A lo warrior

¿Y ahora, quién llegará?

Estados Unidos anunciaba de manera oficial que haría uso del extraño y anormal reglamento de Copa Oro para reforzarse de cara a la ronda de eliminación directa.

Los nombres de Howard, Bradley, Depmsey y Altidore, retumbaron fuerte en el seno de la selección mexicana.

Osorio sabía de esa posibilidad. Mientras México pensaba en el duelo ante Rusia y en el juego ante Alemania en Confederaciones, el colombiano comenzó una ardua labor de convencimiento para llevar refuerzos. Sin embargo el colombiano topó con pared.

Aquello de "apoyo total de los clubes a selección mexicana" resultó mera verborrea. Solo Atlas accedió con Luis Reyes. Muchos jugadores -con justa razón– dijeron simplemente no y otros a pesar de un "sí", no tuvieron la anuencia de su directiva como el caso de Damm.

Quedó demostrado que faltó planeación. Estados Unidos lo hizo de manera brillante. Decidió encarar la primera ronda con varios jugadores a prueba y optar en la segunda por con gente de experiencia. Todo perfectamente calculado. Todo previamente hablado con cada elemento que causaría baja.

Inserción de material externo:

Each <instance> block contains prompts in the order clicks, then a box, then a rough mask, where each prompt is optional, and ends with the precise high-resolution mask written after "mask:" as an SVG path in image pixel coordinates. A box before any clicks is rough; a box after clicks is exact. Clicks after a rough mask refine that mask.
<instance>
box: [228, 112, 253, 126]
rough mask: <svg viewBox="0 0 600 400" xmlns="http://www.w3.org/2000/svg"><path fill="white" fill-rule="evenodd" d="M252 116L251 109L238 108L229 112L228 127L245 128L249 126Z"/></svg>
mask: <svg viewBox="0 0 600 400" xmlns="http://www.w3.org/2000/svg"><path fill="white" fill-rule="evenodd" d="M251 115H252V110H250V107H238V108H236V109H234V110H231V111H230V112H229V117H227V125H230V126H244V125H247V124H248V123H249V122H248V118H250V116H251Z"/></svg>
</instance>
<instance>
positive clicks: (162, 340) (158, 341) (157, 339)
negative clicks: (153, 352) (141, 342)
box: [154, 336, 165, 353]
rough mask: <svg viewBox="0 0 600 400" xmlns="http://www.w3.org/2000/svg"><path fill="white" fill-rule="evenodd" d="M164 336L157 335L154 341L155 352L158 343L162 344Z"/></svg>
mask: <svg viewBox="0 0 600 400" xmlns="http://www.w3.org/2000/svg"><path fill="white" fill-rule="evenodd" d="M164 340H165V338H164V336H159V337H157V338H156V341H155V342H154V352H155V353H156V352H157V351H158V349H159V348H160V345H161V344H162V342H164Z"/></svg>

Otra mentalidad y otra cultura de competencia. Acá, ya imagino el escándalo por cortar a seis y llevar a otros seis. Pero ese es otro tema.

Los días posteriores a Santiago Baños pasaron y nadie llegó para ocupar su lugar. Es urgente que alguien tome el puesto de Director de Selecciones Nacionales en el terreno de lo deportivo. Se requiere de una figura que pelee con los clubes, que gestione con jugadores, que alce el teléfono, que administre torneos, que dé forma y estructura, que vea por la selección y que de paso, sugiera o diga a Osorio, qué sí y qué no. Urge. El puesto está vacante. Solo rumores se han sentado en esa silla y así, sin esa pieza, es imposible que el engranaje funcione adecuadamente.